CSE 573 Paper Review #3 - Reviewed by Patrick Haluptzok Nov 4, 2003

From: Patrick Haluptzok (patrickh_at_windows.microsoft.com)
Date: Tue Nov 04 2003 - 23:23:42 PST

  • Next message: Daniel Lowd: "Automatic SAT-Compilation of Planning Problems (Ernst et al., 1997)"

    CSE 573 Paper Review #3 - Reviewed by Patrick Haluptzok Nov 4, 2003

     

    Automatic SAT-Compilation of Planning Problems

    Michael D. Ernst, Todd D. Millstein, and Daniel S. Weld

    One-line summary:

    A method is presented for converting planning problems in STRIPS into propositional constraint problems which can be solved quickly and from which a solution to the original planning problem is produced.

    The (two) most important ideas in the paper, and why:

    Planning problems can be converted into propositional constraint problems where fast algorithms like WalkSAT or Tableau exist to find solutions. From the solutions for the propositional constraint problems a solution for the original planning problem is produced. This is important because planning problems that couldn't be solved in reasonable time using planning methods can be converted to proposition constraint problems and solved.

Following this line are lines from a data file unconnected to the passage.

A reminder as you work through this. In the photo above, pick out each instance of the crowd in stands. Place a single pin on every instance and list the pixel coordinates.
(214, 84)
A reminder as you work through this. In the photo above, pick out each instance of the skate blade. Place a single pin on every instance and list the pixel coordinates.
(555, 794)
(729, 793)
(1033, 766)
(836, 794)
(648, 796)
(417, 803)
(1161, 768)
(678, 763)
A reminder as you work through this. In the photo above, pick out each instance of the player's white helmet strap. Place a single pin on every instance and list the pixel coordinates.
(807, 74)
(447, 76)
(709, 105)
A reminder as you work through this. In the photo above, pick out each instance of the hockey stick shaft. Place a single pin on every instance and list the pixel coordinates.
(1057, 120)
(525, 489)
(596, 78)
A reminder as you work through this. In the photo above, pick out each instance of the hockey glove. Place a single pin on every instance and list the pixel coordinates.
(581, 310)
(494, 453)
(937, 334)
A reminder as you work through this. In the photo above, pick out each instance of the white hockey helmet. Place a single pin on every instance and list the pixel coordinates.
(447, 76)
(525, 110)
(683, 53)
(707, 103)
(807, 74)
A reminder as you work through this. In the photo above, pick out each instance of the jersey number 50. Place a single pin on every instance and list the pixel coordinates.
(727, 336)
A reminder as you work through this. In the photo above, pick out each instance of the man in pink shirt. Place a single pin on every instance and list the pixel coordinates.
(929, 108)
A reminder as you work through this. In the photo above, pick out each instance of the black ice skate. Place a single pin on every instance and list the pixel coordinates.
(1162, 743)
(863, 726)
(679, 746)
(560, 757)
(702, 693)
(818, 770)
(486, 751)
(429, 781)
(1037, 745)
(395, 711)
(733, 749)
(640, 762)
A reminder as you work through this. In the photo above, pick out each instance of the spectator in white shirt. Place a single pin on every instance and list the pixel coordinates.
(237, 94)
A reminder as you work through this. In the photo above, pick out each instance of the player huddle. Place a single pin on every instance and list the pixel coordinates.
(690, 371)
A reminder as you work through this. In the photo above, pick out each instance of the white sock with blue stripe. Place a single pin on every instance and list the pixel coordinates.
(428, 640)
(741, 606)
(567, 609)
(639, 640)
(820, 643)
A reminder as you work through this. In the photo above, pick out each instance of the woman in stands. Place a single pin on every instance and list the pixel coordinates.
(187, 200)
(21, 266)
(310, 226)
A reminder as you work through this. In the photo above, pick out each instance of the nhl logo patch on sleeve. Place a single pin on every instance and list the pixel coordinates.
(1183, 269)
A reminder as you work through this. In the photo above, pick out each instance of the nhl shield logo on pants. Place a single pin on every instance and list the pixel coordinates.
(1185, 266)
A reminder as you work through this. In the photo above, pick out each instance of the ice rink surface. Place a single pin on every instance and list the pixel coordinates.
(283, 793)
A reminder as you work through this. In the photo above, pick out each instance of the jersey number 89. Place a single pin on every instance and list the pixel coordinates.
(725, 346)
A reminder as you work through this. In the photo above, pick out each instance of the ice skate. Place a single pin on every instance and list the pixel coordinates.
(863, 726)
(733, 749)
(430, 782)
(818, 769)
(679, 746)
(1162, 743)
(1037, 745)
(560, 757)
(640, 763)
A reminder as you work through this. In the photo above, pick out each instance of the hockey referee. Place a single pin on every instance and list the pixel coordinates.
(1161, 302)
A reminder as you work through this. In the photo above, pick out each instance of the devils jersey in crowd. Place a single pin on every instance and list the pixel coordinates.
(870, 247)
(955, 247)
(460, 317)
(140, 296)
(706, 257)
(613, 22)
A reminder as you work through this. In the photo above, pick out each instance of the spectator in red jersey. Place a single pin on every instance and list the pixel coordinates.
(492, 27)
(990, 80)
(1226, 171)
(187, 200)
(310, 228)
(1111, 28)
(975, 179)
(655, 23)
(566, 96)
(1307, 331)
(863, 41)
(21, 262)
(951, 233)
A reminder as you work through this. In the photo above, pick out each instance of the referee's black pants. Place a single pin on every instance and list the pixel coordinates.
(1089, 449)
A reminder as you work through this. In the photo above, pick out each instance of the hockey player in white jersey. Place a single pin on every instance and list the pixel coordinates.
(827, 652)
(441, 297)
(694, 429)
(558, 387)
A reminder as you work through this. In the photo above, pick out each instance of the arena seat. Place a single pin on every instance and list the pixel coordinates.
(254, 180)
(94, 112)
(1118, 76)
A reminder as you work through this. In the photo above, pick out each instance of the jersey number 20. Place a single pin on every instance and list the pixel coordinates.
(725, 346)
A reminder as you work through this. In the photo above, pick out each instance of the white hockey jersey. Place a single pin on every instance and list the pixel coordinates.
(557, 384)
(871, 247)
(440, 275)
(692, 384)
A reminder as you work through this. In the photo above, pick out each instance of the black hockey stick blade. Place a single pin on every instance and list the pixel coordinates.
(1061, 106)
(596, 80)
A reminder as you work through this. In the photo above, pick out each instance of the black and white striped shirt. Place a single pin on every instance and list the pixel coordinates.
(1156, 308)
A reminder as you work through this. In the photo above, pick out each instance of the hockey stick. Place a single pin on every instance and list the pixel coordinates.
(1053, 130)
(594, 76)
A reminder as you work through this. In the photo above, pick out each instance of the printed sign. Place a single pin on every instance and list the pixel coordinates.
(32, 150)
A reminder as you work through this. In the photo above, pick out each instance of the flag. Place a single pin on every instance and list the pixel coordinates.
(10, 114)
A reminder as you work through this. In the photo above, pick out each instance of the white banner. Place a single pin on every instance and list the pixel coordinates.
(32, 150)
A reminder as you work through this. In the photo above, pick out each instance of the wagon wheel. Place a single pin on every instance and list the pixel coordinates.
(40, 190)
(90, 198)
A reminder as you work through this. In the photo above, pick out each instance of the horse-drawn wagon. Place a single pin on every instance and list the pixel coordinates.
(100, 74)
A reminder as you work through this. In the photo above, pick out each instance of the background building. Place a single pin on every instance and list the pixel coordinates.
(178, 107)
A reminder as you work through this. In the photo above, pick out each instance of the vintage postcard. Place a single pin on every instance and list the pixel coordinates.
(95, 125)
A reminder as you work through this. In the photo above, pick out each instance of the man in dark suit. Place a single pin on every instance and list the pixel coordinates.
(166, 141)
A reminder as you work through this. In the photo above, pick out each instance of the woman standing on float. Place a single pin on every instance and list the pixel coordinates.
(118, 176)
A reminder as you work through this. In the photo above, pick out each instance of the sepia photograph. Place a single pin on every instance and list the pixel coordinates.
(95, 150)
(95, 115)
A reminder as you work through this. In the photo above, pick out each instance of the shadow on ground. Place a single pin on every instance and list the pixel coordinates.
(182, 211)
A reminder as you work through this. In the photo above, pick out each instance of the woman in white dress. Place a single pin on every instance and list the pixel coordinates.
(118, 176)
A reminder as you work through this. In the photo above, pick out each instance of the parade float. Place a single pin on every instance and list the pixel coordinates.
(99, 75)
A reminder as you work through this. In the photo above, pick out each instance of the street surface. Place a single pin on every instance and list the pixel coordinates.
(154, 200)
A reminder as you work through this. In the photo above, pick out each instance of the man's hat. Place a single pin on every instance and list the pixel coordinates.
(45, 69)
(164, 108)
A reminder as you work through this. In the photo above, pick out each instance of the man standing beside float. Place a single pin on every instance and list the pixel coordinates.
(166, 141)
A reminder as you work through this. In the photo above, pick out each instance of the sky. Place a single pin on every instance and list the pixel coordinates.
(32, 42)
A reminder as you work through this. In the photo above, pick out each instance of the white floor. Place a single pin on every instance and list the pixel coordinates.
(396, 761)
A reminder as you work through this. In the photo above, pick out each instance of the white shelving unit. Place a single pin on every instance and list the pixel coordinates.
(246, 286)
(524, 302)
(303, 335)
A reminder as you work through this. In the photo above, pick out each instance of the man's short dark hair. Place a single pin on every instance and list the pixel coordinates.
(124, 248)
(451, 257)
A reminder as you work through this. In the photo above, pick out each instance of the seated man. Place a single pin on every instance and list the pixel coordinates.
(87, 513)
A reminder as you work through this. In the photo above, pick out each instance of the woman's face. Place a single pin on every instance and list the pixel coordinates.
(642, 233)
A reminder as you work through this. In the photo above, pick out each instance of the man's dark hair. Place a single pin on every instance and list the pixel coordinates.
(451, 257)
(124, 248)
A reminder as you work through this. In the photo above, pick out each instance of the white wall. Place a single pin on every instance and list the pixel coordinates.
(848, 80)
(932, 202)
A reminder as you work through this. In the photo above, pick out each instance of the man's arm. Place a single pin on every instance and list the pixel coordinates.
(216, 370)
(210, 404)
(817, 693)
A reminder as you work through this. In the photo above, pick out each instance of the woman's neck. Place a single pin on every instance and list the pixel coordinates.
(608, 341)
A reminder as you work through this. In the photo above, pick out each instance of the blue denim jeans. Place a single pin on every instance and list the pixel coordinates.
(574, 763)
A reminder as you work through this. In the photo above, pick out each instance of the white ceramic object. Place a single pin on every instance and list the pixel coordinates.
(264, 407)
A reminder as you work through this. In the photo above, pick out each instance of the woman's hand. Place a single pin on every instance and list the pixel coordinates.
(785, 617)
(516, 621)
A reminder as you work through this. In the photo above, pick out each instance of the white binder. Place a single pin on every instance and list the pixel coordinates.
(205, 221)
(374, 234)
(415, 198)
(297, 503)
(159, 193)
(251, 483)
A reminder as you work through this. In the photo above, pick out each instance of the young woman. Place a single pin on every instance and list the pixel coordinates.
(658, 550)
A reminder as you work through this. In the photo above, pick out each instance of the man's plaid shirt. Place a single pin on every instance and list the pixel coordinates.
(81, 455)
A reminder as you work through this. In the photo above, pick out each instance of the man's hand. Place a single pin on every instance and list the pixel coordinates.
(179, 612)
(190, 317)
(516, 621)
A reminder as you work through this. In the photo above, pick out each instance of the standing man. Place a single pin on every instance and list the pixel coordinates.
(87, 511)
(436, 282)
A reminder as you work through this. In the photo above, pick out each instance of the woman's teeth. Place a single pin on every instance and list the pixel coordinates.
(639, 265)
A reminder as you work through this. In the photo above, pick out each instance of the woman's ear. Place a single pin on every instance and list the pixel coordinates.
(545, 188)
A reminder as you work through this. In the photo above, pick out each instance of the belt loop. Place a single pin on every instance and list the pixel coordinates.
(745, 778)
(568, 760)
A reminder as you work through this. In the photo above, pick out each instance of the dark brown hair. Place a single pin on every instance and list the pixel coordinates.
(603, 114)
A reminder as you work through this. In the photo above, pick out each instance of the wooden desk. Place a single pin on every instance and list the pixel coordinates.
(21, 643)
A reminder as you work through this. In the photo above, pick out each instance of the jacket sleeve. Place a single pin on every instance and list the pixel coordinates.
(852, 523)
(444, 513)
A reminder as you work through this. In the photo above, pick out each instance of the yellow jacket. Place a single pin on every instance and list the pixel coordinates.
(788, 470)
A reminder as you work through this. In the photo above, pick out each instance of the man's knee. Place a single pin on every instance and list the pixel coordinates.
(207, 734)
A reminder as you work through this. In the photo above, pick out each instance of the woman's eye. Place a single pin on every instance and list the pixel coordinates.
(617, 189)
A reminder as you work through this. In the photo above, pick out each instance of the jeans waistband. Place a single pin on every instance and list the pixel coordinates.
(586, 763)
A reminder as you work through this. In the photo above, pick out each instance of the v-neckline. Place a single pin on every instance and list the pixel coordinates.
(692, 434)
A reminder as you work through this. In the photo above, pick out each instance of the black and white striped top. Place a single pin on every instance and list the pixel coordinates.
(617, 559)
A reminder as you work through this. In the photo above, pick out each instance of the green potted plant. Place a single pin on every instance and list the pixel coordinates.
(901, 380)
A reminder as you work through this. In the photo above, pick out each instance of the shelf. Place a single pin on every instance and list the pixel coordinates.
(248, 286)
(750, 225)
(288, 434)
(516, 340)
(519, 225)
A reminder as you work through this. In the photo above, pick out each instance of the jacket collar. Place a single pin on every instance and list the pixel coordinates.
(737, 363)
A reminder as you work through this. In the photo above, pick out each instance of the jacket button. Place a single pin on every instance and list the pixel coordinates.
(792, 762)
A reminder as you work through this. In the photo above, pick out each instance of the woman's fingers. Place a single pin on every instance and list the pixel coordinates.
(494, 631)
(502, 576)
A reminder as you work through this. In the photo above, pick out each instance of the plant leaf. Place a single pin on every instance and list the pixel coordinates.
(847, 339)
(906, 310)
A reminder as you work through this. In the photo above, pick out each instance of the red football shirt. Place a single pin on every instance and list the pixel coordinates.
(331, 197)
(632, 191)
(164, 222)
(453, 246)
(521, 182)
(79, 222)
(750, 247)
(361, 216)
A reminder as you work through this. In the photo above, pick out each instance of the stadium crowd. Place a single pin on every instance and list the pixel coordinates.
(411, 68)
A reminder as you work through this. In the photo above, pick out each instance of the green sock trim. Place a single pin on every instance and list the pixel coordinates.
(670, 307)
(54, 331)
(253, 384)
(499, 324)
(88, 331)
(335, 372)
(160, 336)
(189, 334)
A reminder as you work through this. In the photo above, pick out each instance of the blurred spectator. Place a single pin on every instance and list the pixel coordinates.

    The conversion of planning problems to propositional constraint problems can be automated with a compiler. Extremely clever and non-obvious techniques for encoding a STRIPS problem into propositional logic give numerous trade-offs in the number of variables and clauses produced - which greatly effect the final run time. Finding the right combination of options makes a big difference in the run-time of solving the propositional constraint problem. The encoding of the actions, and the factoring of the frame axioms are impressive methods.

    The one or two largest flaws in the paper:

    The addition of domain axioms can greatly speed up the solution of the constraint satisfaction problem - which previous hand-coding techniques could take advantage of but the lack of an easy way to represent domain axioms in STRIPS limits the current automated approach. Also I didn't see measurements comparing the time to solve the STRIPS planning problem with the classic planner techniques versus the time to solve the constraint satisfaction problem with WalkSAT, and the estimated conversion time for any problems.

    Identify two important, open research questions on the topic, and why they matter:

    Can domain axioms be generated automatically or encoded in another representation so the automatic method can approach the other method in run-time? Larger and more complex planning problems will be able to be solved if this can be done.

    Are there other tricks in representing actions, such that after splitting, factoring and simplifying the result is a simpler propositional constraint problem that can be solved much more quickly. Again this will enable larger and more complex planning problems to be solved.